Thomas is a teenaged boy in the television comedy Les Parent. He and his brothers typically receive irrational and difficult-to-understand lessons about life from their parents.
See if you can decipher this near-incomprehensible quote by Thomas. In it, he provides his parents with a summary of what he’s supposed to have just learned from them about buying a car:
« Faque dans le fond, je peux pas acheter une auto qui coûte trop pas cher, mais j’ai pas d’argent non plus pour en acheter une qui coûte pas pas cher. Je peux pas en acheter une qui a trop roulé, ni une qui a trop pas roulé. Pis idéalement, ça serait mieux que je connaisse pas trop le vendeur, mais faudrait pas que je le connaisse trop pas non plus, c’est ça? »

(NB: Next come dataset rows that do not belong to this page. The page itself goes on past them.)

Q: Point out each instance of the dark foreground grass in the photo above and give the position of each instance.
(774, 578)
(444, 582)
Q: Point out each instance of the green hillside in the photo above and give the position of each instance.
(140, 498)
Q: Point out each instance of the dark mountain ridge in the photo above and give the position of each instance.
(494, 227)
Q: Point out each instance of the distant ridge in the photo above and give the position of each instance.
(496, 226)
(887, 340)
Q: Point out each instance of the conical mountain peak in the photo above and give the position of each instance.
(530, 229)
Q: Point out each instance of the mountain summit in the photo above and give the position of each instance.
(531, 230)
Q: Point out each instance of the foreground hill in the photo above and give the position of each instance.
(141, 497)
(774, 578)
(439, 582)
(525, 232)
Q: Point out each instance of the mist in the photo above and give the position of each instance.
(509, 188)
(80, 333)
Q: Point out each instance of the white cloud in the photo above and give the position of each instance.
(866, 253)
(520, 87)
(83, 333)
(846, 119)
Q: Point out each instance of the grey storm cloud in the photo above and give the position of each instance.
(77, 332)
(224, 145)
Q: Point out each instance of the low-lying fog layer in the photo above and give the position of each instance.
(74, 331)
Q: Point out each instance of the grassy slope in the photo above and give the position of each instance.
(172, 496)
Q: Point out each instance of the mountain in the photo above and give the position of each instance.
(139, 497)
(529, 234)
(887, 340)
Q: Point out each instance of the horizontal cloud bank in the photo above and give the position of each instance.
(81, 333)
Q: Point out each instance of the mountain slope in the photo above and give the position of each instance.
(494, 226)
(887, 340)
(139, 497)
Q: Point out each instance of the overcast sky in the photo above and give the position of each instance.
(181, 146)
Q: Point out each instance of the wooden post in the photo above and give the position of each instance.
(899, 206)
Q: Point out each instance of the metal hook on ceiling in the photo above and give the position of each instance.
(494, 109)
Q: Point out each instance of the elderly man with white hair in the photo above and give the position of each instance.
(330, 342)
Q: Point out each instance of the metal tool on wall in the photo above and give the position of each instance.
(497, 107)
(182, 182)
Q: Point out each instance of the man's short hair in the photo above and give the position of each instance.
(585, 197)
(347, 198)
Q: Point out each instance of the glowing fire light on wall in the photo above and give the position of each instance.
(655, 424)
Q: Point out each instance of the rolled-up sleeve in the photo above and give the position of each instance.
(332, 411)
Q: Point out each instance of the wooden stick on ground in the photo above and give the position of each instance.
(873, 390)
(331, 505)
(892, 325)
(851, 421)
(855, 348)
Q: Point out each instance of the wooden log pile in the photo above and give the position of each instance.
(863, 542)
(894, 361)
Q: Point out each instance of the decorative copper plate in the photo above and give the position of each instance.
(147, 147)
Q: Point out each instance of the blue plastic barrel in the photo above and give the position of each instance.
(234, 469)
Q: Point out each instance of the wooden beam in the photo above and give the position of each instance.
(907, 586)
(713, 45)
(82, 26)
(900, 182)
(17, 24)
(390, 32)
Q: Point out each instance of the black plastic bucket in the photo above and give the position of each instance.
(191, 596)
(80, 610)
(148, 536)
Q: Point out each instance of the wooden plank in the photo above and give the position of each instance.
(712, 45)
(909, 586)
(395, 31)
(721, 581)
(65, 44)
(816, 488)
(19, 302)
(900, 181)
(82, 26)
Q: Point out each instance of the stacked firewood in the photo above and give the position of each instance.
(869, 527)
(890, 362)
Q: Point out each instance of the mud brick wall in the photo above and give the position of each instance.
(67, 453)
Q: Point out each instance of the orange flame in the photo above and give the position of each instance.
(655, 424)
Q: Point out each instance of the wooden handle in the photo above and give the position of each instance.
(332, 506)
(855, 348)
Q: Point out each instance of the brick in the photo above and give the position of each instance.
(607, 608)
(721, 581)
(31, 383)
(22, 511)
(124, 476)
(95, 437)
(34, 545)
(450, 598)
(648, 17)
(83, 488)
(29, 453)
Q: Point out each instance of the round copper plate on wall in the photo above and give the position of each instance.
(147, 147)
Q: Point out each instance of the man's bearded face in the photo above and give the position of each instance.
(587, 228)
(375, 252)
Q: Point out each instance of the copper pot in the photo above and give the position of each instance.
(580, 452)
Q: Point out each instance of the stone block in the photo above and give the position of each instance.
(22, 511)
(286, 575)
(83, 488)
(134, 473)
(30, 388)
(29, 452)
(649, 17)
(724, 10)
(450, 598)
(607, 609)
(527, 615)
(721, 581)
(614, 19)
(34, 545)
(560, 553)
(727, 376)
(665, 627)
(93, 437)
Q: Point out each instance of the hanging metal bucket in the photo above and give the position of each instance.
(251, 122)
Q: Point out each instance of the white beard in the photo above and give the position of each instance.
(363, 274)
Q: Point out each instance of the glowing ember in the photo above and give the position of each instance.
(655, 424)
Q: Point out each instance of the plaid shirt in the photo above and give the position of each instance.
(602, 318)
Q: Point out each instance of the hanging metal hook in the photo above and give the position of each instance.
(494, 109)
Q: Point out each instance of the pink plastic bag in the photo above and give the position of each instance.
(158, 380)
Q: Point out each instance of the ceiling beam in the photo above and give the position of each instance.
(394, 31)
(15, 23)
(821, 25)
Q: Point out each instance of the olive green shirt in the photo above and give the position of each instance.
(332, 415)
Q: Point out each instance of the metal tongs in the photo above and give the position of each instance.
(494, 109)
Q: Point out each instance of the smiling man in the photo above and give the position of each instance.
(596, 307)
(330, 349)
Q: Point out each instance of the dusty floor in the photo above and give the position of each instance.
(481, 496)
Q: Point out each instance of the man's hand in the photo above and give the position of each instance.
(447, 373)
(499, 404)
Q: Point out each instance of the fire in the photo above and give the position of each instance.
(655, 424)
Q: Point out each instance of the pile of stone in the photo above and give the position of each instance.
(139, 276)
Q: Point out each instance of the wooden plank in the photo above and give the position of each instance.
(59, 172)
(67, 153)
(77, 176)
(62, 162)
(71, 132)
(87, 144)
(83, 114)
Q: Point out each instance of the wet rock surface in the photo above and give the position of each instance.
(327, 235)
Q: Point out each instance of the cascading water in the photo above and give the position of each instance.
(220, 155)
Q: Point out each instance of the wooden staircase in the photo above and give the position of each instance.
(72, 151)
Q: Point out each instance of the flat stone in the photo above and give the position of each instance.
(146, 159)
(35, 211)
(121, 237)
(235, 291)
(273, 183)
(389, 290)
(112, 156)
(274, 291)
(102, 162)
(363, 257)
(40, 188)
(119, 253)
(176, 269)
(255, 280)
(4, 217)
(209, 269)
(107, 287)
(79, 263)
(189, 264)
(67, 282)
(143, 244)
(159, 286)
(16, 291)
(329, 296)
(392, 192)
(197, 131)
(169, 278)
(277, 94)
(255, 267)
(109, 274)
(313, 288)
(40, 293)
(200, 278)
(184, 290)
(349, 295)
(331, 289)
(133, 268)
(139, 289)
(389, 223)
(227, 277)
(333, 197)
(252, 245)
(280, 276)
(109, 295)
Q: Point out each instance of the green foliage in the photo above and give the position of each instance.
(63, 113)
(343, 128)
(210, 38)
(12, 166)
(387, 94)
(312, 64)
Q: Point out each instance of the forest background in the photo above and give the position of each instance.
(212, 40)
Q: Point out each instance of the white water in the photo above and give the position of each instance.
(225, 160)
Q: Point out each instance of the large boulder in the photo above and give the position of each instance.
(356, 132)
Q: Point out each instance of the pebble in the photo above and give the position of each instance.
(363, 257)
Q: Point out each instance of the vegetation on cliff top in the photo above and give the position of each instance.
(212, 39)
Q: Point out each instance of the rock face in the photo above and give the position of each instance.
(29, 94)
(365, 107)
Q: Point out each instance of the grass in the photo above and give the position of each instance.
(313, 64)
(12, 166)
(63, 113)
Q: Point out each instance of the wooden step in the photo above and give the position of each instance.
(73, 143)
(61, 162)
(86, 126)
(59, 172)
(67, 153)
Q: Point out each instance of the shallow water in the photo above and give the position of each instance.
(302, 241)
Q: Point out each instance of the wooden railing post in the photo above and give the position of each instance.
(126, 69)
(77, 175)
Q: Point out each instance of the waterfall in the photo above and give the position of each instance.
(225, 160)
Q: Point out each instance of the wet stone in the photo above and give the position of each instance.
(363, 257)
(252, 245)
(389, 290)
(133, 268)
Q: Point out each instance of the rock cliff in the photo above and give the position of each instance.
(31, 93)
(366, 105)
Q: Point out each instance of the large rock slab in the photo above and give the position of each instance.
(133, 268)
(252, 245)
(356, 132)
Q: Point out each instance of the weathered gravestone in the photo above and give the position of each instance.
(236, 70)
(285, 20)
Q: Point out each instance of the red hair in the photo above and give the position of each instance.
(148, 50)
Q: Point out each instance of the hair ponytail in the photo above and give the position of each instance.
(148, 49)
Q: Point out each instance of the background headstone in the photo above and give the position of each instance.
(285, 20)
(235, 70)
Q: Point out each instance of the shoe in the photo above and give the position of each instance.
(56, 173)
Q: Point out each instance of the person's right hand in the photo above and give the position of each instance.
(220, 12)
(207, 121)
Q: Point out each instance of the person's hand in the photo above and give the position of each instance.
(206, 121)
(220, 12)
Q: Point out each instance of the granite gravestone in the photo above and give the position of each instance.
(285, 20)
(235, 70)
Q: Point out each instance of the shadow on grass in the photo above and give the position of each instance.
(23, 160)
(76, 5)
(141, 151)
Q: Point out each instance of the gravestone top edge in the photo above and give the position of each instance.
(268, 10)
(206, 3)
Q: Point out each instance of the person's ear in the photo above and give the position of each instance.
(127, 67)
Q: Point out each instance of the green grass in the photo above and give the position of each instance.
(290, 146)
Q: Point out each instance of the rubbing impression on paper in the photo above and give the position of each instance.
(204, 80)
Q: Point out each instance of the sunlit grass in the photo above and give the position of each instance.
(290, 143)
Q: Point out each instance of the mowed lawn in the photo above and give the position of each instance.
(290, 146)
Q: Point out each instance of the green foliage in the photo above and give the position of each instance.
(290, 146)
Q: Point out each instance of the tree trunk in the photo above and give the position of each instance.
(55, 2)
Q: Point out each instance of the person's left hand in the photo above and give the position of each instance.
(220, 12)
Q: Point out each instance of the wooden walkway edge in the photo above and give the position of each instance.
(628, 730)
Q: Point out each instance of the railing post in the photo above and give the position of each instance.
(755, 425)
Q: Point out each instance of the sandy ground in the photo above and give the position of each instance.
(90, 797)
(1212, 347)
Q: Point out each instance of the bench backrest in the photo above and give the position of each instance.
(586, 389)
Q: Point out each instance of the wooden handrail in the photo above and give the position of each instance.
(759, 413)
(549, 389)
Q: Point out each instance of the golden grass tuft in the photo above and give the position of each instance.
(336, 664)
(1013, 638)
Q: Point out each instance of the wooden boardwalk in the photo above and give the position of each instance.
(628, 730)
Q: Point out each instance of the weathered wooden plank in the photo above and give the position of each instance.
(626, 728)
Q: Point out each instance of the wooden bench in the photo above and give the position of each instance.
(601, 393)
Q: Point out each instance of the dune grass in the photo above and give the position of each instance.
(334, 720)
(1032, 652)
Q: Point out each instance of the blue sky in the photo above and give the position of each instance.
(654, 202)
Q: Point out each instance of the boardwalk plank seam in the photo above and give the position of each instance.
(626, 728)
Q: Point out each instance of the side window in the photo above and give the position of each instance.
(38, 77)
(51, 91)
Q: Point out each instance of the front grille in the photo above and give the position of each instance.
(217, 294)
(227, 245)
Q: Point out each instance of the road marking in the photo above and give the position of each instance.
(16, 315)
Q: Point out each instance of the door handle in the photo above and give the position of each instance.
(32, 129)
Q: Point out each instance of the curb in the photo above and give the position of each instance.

This quote was posted on the Les Parent Facebook page.
I’ll risk a translation into English. To maintain the same level of incomprehensibility, I’ll translate pas cher (inexpensive) literally as “not expensive.” Here goes…
“So basically, I can’t buy a car that costs too not expensive, but I don’t have the money to buy one that costs not not expensive either. I can’t buy one that’s been too driven, nor one that’s been too not driven. And ideally, it would be better to know the car seller not too well, but not not too well either. Is that what you’re telling me?”
Hmm. I think Thomas will be taking the bus!
Did you wonder about the meaning of faque dans le fond at the beginning of the quote?
We can translate this as “so, basically” in English, where faque means “so” and dans le fond means “basically.”
Faque is an informal usage, a contraction of (ça) fait que. You’ll hear faque very frequently during informal conversations.